A STEM course introduced at Anatolia at the 2nd grade level using the English language was later mentioned. STEM involves teaching Science, Technology, Engineering and Math. In this course students are not only taught the content of these areas but also how to think critically and apply their knowledge. The teacher starts with the students’ prior knowledge (eg numbers) and moves on to other concepts like volume and mass. The vocabulary can be pre-taught through images and demonstrations. It is significant to remember that one needs to work with a level slightly above the students’ English comfort zone. If the vocabulary is too difficult or the concepts are too hard to understand, then the students will not learn either the content or the language. Evidently, there are many benefits in teaching STEM since the students learn the language by actively engaging in it and the language learnt is in a native-like environment. 
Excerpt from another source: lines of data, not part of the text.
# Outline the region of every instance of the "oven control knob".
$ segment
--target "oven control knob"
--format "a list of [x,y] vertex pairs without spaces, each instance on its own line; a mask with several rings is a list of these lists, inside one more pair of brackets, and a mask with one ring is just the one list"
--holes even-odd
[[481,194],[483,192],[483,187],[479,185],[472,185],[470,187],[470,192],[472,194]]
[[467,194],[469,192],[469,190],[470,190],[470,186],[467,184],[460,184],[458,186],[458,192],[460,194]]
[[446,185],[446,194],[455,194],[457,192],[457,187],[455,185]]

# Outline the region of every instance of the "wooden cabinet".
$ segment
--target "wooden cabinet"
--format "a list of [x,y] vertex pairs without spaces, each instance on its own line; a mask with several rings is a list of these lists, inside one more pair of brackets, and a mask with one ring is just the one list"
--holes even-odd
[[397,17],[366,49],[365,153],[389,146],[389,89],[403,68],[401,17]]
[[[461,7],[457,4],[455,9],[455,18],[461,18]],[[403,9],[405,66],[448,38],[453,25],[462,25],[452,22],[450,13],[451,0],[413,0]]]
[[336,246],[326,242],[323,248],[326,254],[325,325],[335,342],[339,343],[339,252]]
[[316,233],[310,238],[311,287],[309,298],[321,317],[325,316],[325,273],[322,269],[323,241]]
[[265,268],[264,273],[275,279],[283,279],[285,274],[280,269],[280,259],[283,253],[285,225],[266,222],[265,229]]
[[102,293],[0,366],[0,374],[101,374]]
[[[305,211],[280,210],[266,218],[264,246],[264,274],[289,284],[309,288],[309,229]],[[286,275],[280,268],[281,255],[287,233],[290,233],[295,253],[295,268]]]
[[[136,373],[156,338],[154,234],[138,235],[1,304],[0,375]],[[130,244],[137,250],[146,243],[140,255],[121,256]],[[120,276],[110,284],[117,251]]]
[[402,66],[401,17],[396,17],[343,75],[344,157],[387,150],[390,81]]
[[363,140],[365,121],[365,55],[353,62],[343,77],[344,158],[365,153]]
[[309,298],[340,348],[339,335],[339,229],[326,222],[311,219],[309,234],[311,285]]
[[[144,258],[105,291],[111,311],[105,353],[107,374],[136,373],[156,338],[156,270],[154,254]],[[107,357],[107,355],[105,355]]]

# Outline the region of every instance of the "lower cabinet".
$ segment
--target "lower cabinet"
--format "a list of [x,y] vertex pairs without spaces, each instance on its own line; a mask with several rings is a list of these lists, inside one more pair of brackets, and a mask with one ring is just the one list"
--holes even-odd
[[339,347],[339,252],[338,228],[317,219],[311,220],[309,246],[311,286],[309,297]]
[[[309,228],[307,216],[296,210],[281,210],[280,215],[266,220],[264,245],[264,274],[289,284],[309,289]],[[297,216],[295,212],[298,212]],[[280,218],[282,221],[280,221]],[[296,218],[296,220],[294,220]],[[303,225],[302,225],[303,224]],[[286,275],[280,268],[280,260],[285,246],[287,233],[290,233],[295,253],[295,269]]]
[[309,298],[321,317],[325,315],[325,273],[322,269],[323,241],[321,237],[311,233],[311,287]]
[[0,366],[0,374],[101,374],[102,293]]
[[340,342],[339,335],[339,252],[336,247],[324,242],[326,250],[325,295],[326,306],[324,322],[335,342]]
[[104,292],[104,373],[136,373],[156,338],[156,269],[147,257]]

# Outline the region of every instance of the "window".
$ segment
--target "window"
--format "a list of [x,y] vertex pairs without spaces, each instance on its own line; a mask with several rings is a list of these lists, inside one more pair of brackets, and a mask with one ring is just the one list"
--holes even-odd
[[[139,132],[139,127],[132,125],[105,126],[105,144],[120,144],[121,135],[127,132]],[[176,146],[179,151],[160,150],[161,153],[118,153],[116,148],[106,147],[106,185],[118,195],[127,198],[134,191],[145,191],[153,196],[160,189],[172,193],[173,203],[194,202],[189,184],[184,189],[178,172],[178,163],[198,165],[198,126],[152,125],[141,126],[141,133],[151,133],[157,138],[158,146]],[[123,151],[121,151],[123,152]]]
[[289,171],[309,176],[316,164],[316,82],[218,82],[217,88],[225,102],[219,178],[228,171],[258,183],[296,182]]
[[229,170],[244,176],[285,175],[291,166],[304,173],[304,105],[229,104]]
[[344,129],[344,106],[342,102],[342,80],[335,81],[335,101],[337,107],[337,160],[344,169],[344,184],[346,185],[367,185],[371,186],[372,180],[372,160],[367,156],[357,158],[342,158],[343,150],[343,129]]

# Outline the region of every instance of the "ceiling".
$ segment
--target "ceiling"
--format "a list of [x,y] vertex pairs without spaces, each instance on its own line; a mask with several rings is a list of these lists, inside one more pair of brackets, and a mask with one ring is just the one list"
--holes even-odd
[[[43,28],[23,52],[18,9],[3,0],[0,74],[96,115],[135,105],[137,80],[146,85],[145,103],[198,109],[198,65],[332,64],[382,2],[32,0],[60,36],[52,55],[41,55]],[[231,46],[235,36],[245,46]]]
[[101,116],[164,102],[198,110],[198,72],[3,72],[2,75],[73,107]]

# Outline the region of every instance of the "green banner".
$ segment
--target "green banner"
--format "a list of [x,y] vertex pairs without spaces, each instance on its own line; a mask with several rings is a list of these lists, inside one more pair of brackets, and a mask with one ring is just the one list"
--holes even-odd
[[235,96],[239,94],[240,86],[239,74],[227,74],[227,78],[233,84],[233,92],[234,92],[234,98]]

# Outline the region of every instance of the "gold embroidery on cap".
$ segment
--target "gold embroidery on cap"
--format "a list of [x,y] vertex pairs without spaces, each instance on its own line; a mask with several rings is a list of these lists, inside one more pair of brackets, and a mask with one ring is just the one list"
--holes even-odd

                                                                                                                                                                            Photo by Margarita Kosior

Concluding, Ms Iskos made reference to her experiences from a CLIL class mentioning its benefits. Students learn to co-operate because CLIL promotes projects and group work. Furthermore, the students’ perception of the world changes since they begin to wonder, ask questions and have the desire to learn more; they are excited and motivated to attend classes and they bring their knowledge to their home trying to demonstrate it by using the language. Ms Iskos ended her presentation with what a teacher needs to bear in mind so as to incorporate CLIL in the curriculum. You need a positive attitude and willingness to try new things and risk. There also needs to be openness towards collaborating with colleagues, specialists and students. One should be ready to learn from their mistakes and constantly assess various steps. Good planning is necessary but there should also be room for adjustments. Many teachers are hesitant towards this approach but it is definitely worth implementing either as a whole course or as separate units!